1: ヨシュア ◆.frSdr10QQ:2013/6/28(金) 01:13:20 ID:clfaSnFbdM
尻「…はっ!!誰か居るのですか!?」

三蔵「見たところ20代そこらか。いや、肌の張りからすると、17、8かな」

尻「ああ…こんな人里どころか鳥の声さえ聞こえない不毛の地に、とうとう人が…!しかも声から察するに殿方…!」

三蔵「しかし無駄に毛深いな」

尻「ついに…ついにメチャクチャにされちゃうんですね…!この通りすがりの名も知らぬ殿方に性の捌け口にされちゃうんですね私のお尻…!あと毛深いとかヒドイ」

三蔵「うるさい尻だな…いくら仏の教えとはいえ、こんなのも助けるべきなのか…?」

尻「仏の教え…?僧侶さま…なのですか?」

三蔵「うむ。僧だよ。玄奘三蔵。…それにしても毛深いな…特に尻のあ」

尻「やめて!!…こ、これは失礼をしました…!仏に仕えるお方は、そのような煩悩は無いのですね!」

三蔵「いや俺ロリコンだから。女は10歳以下しか認めない」

尻「おい」

三蔵「下の毛とか意味わかんない」

尻「おいこら」


867: ヨシュア ◆.frSdr10QQ:2014/11/20(木) 19:17:11 ID:kNC9uH3bo.

「佳く、来た」

玉座から、頭上に声を掛けられる。僕は首を上げず膝をついたまま、口を開いた。

「はっ。平天大聖が一子、紅孩児に御座いまする」

「うむ。頭を上げよ」

嗄れた、しかし通りの良い声が響く。

「…しからば。此度の謁見、元来ならば父、平天大聖が赴かねばならぬ処、此の様な若輩の身で代えた事、平に御容赦願います。……混世魔王様」

………混世魔王。坎源山(こんげんざん)に居を構える大妖怪。ウチのクソ親父と同じく『魔王』の名を持つ、バケモノだ。

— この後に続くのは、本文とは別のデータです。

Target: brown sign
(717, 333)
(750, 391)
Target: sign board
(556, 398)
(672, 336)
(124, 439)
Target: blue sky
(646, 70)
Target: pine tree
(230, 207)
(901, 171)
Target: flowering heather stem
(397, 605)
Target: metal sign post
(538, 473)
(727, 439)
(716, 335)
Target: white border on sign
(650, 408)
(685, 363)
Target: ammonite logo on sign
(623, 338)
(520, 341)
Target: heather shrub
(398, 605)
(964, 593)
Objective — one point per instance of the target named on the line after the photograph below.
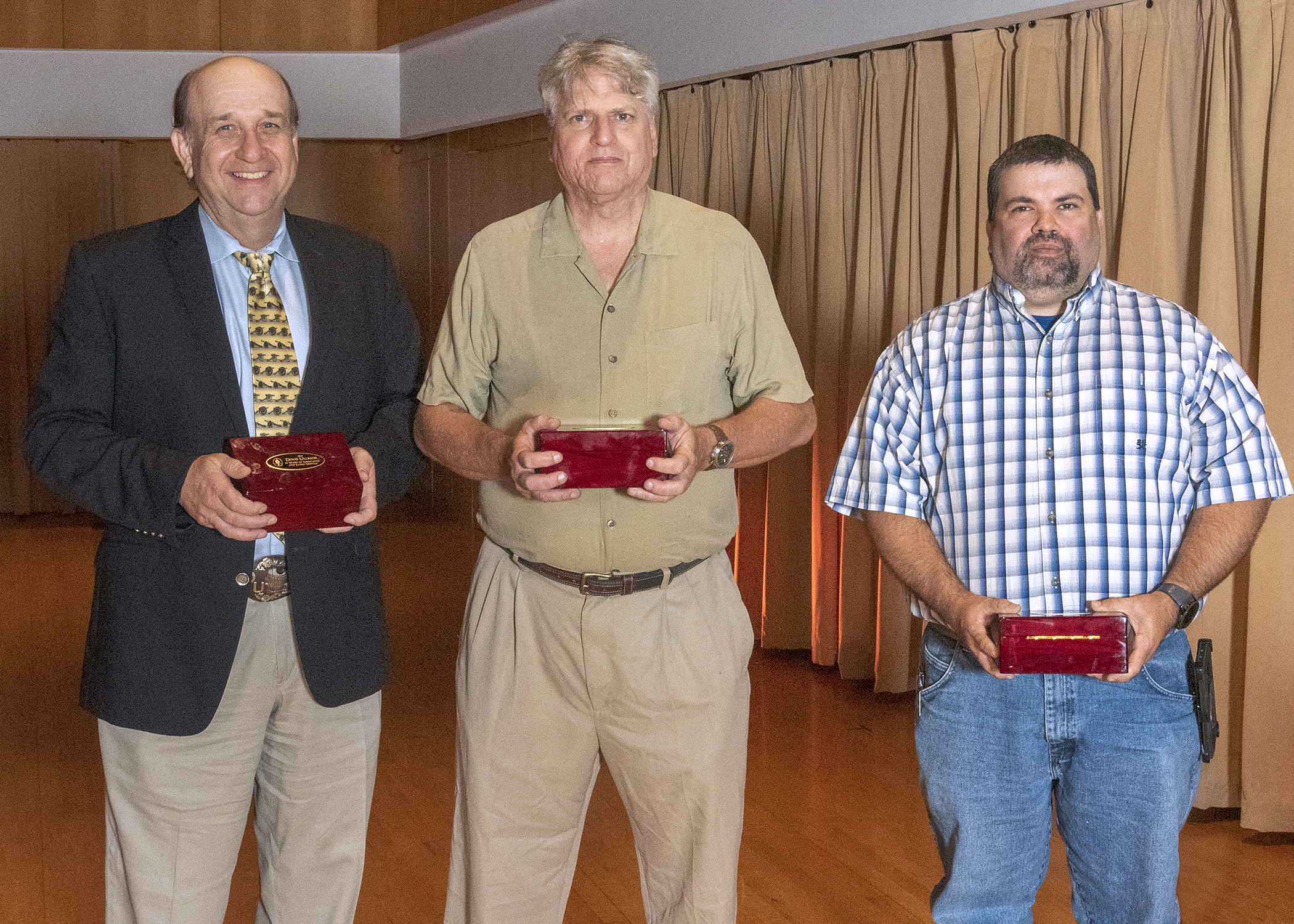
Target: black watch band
(1188, 607)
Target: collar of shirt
(1012, 301)
(222, 244)
(561, 238)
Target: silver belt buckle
(268, 579)
(585, 576)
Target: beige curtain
(863, 177)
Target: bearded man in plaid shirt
(1057, 442)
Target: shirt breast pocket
(689, 371)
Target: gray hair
(635, 71)
(180, 105)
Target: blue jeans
(1121, 760)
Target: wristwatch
(1188, 607)
(722, 452)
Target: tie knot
(256, 263)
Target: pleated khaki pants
(177, 805)
(551, 683)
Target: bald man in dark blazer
(206, 697)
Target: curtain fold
(862, 179)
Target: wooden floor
(835, 827)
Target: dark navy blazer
(139, 382)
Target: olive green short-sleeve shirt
(693, 328)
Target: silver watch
(722, 452)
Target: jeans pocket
(938, 658)
(1166, 671)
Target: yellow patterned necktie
(276, 381)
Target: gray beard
(1052, 272)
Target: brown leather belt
(609, 585)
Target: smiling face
(1044, 236)
(603, 142)
(240, 149)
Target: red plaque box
(603, 458)
(307, 480)
(1064, 644)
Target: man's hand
(368, 510)
(1152, 617)
(971, 622)
(524, 460)
(213, 501)
(690, 447)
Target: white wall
(479, 71)
(484, 74)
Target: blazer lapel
(185, 253)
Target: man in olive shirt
(610, 306)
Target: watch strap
(721, 440)
(1187, 604)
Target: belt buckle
(268, 579)
(585, 576)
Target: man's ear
(182, 150)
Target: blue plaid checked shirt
(1057, 468)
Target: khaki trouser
(550, 683)
(177, 805)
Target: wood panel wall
(229, 25)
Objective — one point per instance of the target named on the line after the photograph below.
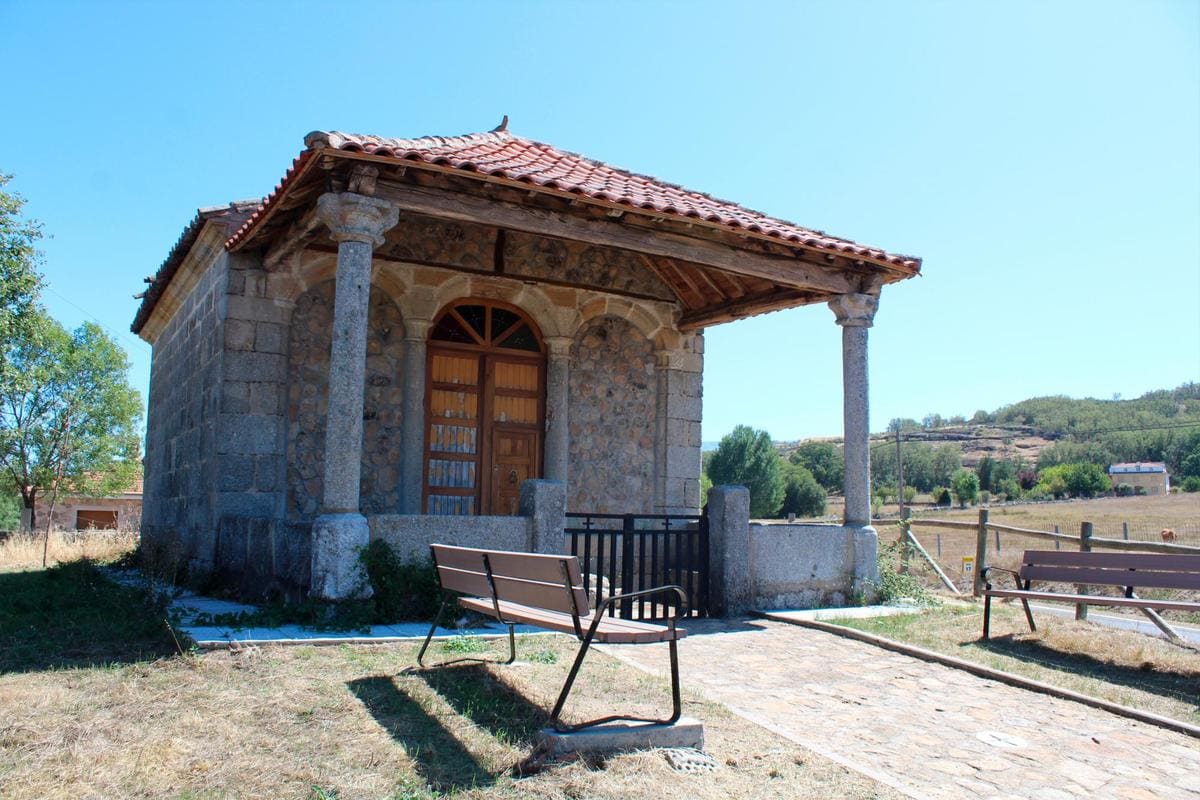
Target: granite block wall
(612, 389)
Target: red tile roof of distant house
(505, 156)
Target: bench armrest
(682, 609)
(983, 573)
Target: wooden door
(485, 409)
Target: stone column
(855, 313)
(413, 429)
(558, 437)
(357, 223)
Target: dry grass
(23, 551)
(1120, 666)
(323, 722)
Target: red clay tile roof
(499, 154)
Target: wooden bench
(547, 591)
(1128, 571)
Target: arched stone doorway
(485, 408)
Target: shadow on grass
(73, 615)
(442, 761)
(1151, 678)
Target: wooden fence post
(1085, 546)
(981, 552)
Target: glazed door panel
(485, 410)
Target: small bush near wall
(402, 591)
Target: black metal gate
(629, 552)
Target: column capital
(855, 310)
(357, 217)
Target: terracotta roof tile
(499, 154)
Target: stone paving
(923, 728)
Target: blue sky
(1042, 157)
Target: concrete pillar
(731, 585)
(413, 427)
(558, 434)
(357, 223)
(855, 313)
(545, 504)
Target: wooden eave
(717, 275)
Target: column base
(337, 540)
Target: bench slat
(526, 566)
(1114, 577)
(611, 631)
(1097, 600)
(1158, 561)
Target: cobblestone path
(927, 729)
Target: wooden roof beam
(466, 208)
(750, 306)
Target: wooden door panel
(514, 462)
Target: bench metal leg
(429, 637)
(676, 701)
(1029, 614)
(987, 614)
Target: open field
(22, 551)
(1119, 666)
(94, 715)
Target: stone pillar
(413, 426)
(545, 504)
(357, 223)
(558, 434)
(731, 585)
(855, 313)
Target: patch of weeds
(465, 644)
(73, 614)
(544, 656)
(897, 587)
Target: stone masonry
(612, 409)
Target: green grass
(72, 615)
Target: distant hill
(1126, 429)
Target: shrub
(965, 487)
(402, 591)
(802, 493)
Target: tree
(748, 457)
(825, 461)
(19, 280)
(965, 486)
(69, 419)
(802, 493)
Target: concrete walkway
(925, 729)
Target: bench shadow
(493, 705)
(1150, 678)
(439, 758)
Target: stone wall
(184, 405)
(263, 559)
(250, 438)
(612, 389)
(811, 566)
(309, 396)
(581, 264)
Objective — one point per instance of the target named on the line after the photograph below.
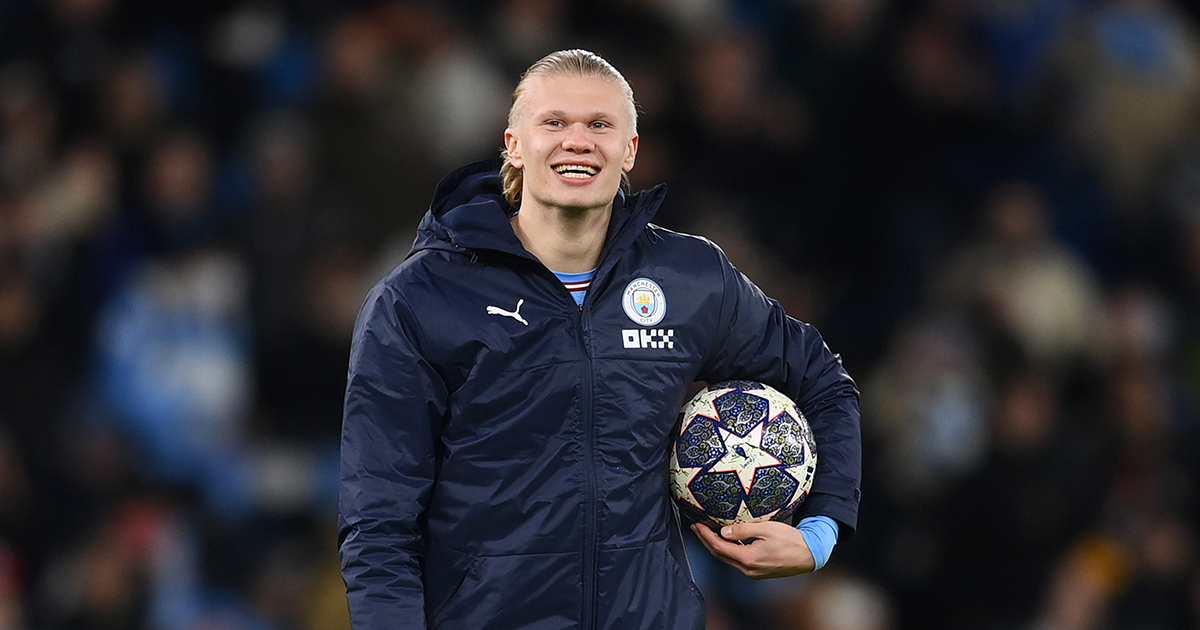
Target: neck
(564, 240)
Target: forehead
(583, 96)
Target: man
(509, 413)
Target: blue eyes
(597, 125)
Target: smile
(576, 171)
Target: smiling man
(514, 385)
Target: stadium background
(990, 208)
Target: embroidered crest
(645, 303)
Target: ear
(510, 147)
(630, 155)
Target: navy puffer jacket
(504, 451)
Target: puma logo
(514, 315)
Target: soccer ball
(744, 453)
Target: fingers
(766, 550)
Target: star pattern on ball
(743, 455)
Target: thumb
(742, 531)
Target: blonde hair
(574, 63)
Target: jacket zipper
(589, 513)
(589, 532)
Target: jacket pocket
(647, 588)
(526, 592)
(445, 571)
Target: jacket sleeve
(761, 342)
(395, 402)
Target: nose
(577, 138)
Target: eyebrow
(594, 115)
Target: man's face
(574, 138)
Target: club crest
(645, 303)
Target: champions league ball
(744, 453)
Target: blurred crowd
(990, 208)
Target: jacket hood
(469, 213)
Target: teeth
(576, 171)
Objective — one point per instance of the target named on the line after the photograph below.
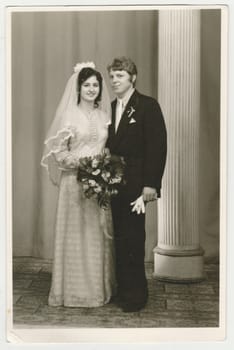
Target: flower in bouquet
(101, 176)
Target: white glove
(138, 205)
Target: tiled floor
(169, 305)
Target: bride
(83, 265)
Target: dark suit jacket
(141, 139)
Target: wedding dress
(83, 268)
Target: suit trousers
(129, 229)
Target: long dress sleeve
(65, 158)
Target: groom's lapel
(128, 113)
(112, 126)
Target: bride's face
(90, 89)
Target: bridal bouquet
(101, 176)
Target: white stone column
(178, 255)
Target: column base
(178, 268)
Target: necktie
(118, 115)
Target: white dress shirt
(120, 106)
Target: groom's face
(121, 81)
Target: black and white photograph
(116, 126)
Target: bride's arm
(65, 157)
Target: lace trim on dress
(74, 301)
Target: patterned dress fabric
(83, 266)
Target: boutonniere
(132, 120)
(130, 111)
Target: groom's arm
(155, 146)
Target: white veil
(61, 128)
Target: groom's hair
(123, 63)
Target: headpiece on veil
(62, 127)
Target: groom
(137, 133)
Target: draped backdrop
(45, 48)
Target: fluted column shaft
(178, 254)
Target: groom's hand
(149, 194)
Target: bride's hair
(85, 74)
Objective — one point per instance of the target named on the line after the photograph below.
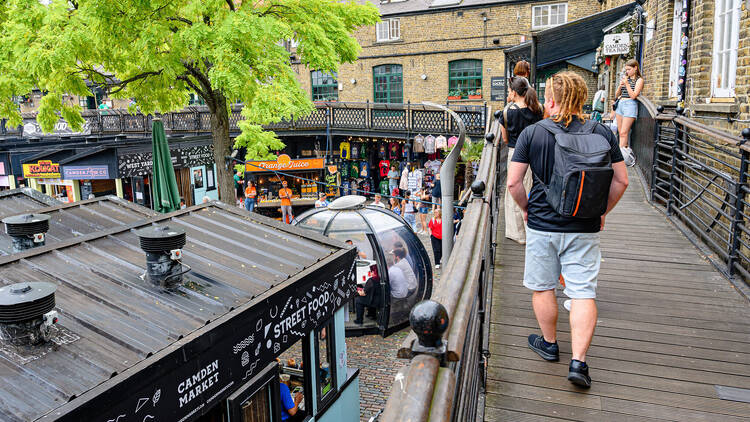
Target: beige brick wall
(429, 41)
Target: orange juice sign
(285, 163)
(42, 169)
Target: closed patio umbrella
(164, 183)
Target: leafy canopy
(159, 51)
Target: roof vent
(26, 312)
(27, 230)
(163, 247)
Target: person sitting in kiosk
(290, 410)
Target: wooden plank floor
(670, 330)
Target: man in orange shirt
(286, 203)
(250, 194)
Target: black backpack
(582, 174)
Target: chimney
(163, 247)
(26, 313)
(27, 231)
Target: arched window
(465, 78)
(388, 83)
(325, 87)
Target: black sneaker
(579, 374)
(548, 351)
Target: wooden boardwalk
(670, 330)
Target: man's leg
(583, 315)
(545, 309)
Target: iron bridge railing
(446, 378)
(698, 175)
(365, 116)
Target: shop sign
(41, 169)
(141, 163)
(616, 44)
(497, 88)
(85, 172)
(182, 385)
(284, 162)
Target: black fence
(698, 175)
(365, 116)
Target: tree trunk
(222, 148)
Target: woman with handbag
(626, 108)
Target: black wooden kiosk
(194, 336)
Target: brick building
(430, 50)
(717, 70)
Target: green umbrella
(163, 182)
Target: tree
(159, 51)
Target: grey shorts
(576, 256)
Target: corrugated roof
(111, 319)
(21, 200)
(83, 217)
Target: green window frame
(388, 83)
(464, 77)
(325, 86)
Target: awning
(571, 40)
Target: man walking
(564, 244)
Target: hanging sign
(42, 169)
(615, 44)
(285, 163)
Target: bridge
(674, 317)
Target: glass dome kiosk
(393, 264)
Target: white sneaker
(628, 156)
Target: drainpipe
(447, 181)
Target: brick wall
(429, 41)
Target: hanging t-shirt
(418, 144)
(344, 150)
(429, 144)
(354, 170)
(393, 150)
(383, 166)
(440, 142)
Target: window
(388, 30)
(325, 86)
(465, 78)
(325, 359)
(674, 67)
(388, 83)
(726, 40)
(549, 15)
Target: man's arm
(617, 187)
(516, 171)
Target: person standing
(436, 236)
(285, 194)
(524, 111)
(557, 244)
(629, 89)
(250, 194)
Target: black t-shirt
(536, 147)
(518, 120)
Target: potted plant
(454, 95)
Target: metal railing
(446, 377)
(698, 175)
(365, 116)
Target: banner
(42, 169)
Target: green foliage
(159, 51)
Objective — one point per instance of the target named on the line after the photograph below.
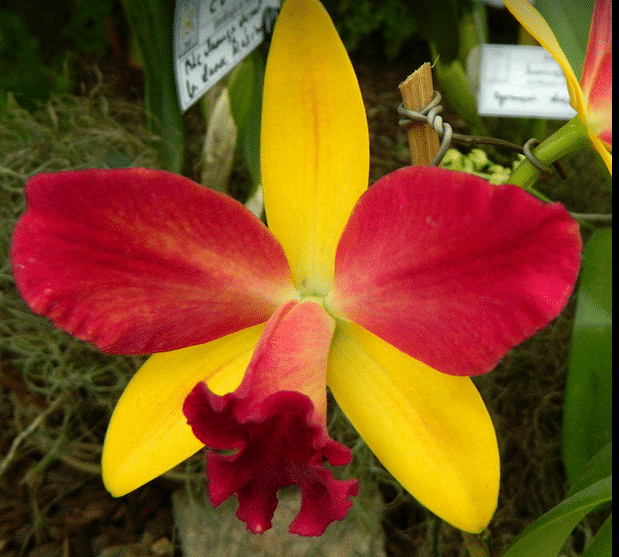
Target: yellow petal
(314, 142)
(536, 25)
(148, 433)
(432, 431)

「よい。大力王……いや、今は牛魔王と呼ばれているか。大所帯を束ねる身、身軽には動けぬであろう。王とは不自由なものよ」

黒い肌に、白い髪と髭。僕ら妖魔は見た目が老けてても実年齢は解らないけど、部屋全体を包む重い妖気が、かなり齡を重ねたそれだと確信させる。ま、この人父上より年上だって知ってるけどね僕。

「用件の前に、紅孩児。それは何の手土産だ?」

「……いえ、これは手土産ではなく、手打ち。無礼者は、混世魔王様の側近には相応しくないかと」

色々似合わないだらけだった男の首を、玉座に向かってゴロンと転がす。

「は、ははははは!おお、飛天か!試す相手を、見誤ったな貴様!ははははは!」

飛天って名前だったんだこの人。スゴいな名前まで似合わないよフルコンプだよ。

「気に入った!我が旗下に欲しい程よ!他家の跡継ぎであること、実に惜しい!」

………まあこうなるって思っててやってるんだけどさ。いや気に入らないでよ。部下殺されてるんだよ?僕だったら『なにしてくれてんのさ』って怒るトコだけどな。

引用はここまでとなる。